Not OCaml, but there is a transpiler from C to Rust - c2rust. Theoretically, something similar can be made for OCaml too, but there is simply not enough interest to do that.

For navigating C source code there are three options:

  • Understand - commercial software
  • Sourcetrail - open source software
  • I personally use ccls for more in-editor search and sources navigation

Sourcetrail looks great for exploring unknown and big C programs.
ccls is a language server, so it should provide all relevant information on/around each expression (hover, completion, jump to definition, etc.). I didn’t notice visual features like sourcetrail has. Is there any?

Let’s take the non representative/very simple example of the insertion_sort function shown (as of today) at https://c2rust.com/: the semantics could be handled in OCaml as well without any gap.
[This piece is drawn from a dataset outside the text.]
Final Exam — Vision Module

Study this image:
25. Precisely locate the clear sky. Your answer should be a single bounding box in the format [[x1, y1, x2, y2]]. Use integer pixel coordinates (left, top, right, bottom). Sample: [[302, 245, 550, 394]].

C insertion_function (copy)
void insertion_sort(int const n, int * const p) {

    for (int i = 1; i < n; i++) {
        int const tmp = p[i];
        int j = i;
        while (j > 0 && p[j-1] > tmp) {
                p[j] = p[j-1];
                j--;
        }
        p[j] = tmp;
    }
}

Do you have an idea of typical situations where a C expression could not be mapped to/translated into an OCaml expression?

btw, does it exist something like sourcetrail for OCaml? It would be helpful to handle an unknown OCaml program.

EDIT:
As an exercise, I could write this insertion_sort function in imperative OCaml:

let insertion_sort (p:'a array) : unit =
  for i = 1 to (Array.length p) - 1 do
    let tmp = ref p.(i) in
    let j = ref i in
      while !j > 0 && p.( !j - 1 ) > !tmp do 
        p.( !j ) <- p.( !j - 1 );
        decr j;
      done;
      p.( !j ) <- !tmp;
  done
(* This polymorphic function uses stdlib polymorphic comparison operator ; 
    instead, it should use a monomorphic comparison function as an additional argument *)

As a side remark: it’s readable and easy to maintain although once it’s written it’s just supposed to be used.
It’s type safe and it seems sound regarding bounds (empty array).
However, I don’t know how it could behave with very large arrays with elements of complex types for which a specific comparison operator would be provided (no formal guarantee).

Nevertheless, if I would have a bunch of functions like that in a big OCaml program, I would still need a way to have an overview of all functions/modules and how functions are called.